Monday, June 6th, 2016 9:00-10:30, Auditorium
Slides: PDF (27.7MB)
In this talk we ask the question: How far are we from collecting the knowledge in the world? We analyze the knowledge that has been extracted to Freebase in three categories: head knowledge in head verticals (e.g., music), long-tail knowledge in head verticals, and head knowledge in long-tail verticals, showing the limitations and challenges in current knowledge-collection techniques.
We then present two key efforts at Google on collecting tail knowledge. The first, called Knowledge Vault, targeted on tail knowledge in head verticals. It used 16 extractors to periodically extract knowledge from 1B+ Webpages, obtaining 3B+ distinct (subject, predicate, object) knowledge triples. The second, called Lightweight Verticals, targets on head knowledge in tail verticals. It uses a crowd-sourcing approach to collect knowledge by annotating websites, and currently has millions of active Google Search users every day. We present some key technologies under both projects, namely, knowledge fusion for guaranteeing knowledge correctness, and knowledge-based trust for finding authoritative sources for knowledge curation.

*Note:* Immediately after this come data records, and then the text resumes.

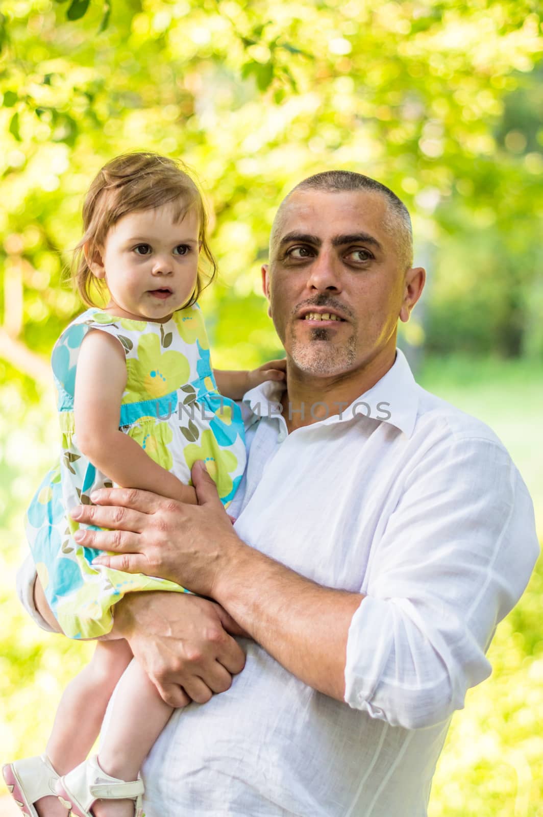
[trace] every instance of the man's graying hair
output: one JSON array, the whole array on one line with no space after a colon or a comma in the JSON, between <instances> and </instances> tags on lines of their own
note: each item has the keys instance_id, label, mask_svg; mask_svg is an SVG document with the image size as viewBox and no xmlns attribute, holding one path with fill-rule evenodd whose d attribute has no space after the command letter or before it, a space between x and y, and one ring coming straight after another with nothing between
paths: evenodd
<instances>
[{"instance_id":1,"label":"man's graying hair","mask_svg":"<svg viewBox=\"0 0 543 817\"><path fill-rule=\"evenodd\" d=\"M387 203L386 215L383 226L386 231L395 235L398 254L400 265L404 270L408 270L413 264L413 231L411 225L409 212L395 193L381 185L380 181L371 179L369 176L354 173L350 170L327 170L323 173L316 173L304 179L296 185L283 199L279 205L269 239L270 257L272 248L275 244L277 234L281 225L281 216L285 204L296 190L323 190L325 193L354 192L356 190L368 190L379 193L385 196Z\"/></svg>"}]
</instances>

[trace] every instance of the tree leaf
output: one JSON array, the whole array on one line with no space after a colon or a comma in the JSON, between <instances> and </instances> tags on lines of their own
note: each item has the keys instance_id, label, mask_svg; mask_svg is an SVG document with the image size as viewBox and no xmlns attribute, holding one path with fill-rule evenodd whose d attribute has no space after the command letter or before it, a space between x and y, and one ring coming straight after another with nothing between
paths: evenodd
<instances>
[{"instance_id":1,"label":"tree leaf","mask_svg":"<svg viewBox=\"0 0 543 817\"><path fill-rule=\"evenodd\" d=\"M259 91L266 91L274 78L274 64L272 62L259 62L256 64L256 85Z\"/></svg>"},{"instance_id":2,"label":"tree leaf","mask_svg":"<svg viewBox=\"0 0 543 817\"><path fill-rule=\"evenodd\" d=\"M103 31L105 31L108 25L109 25L109 17L111 16L111 0L105 0L104 3L104 15L102 16L101 22L100 24L100 28L98 29L98 33L101 34Z\"/></svg>"},{"instance_id":3,"label":"tree leaf","mask_svg":"<svg viewBox=\"0 0 543 817\"><path fill-rule=\"evenodd\" d=\"M91 0L72 0L72 3L66 11L69 20L81 20L88 10Z\"/></svg>"},{"instance_id":4,"label":"tree leaf","mask_svg":"<svg viewBox=\"0 0 543 817\"><path fill-rule=\"evenodd\" d=\"M19 129L19 112L14 114L11 117L11 121L10 122L9 127L10 133L14 136L18 142L21 141L20 131Z\"/></svg>"}]
</instances>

Xin Luna Dong is a Senior Research Scientist at Google Inc. She is one of the major contributors for the Knowledge Vault project, and has led the Knowledge-based Trust project, which is called the "Google Truth Machine" by Washington's Post. She has co-authored book "Big Data Integration", published 65+ papers in top conferences and journals, given 20+ keynotes/invited-talks/tutorials, and got the Best Demo award in Sigmod 2005. She is the PC co-chair for WAIM 2015 and serves as an area chair for Sigmod 2017, Sigmod 2015, ICDE 2013, and CIKM 2011.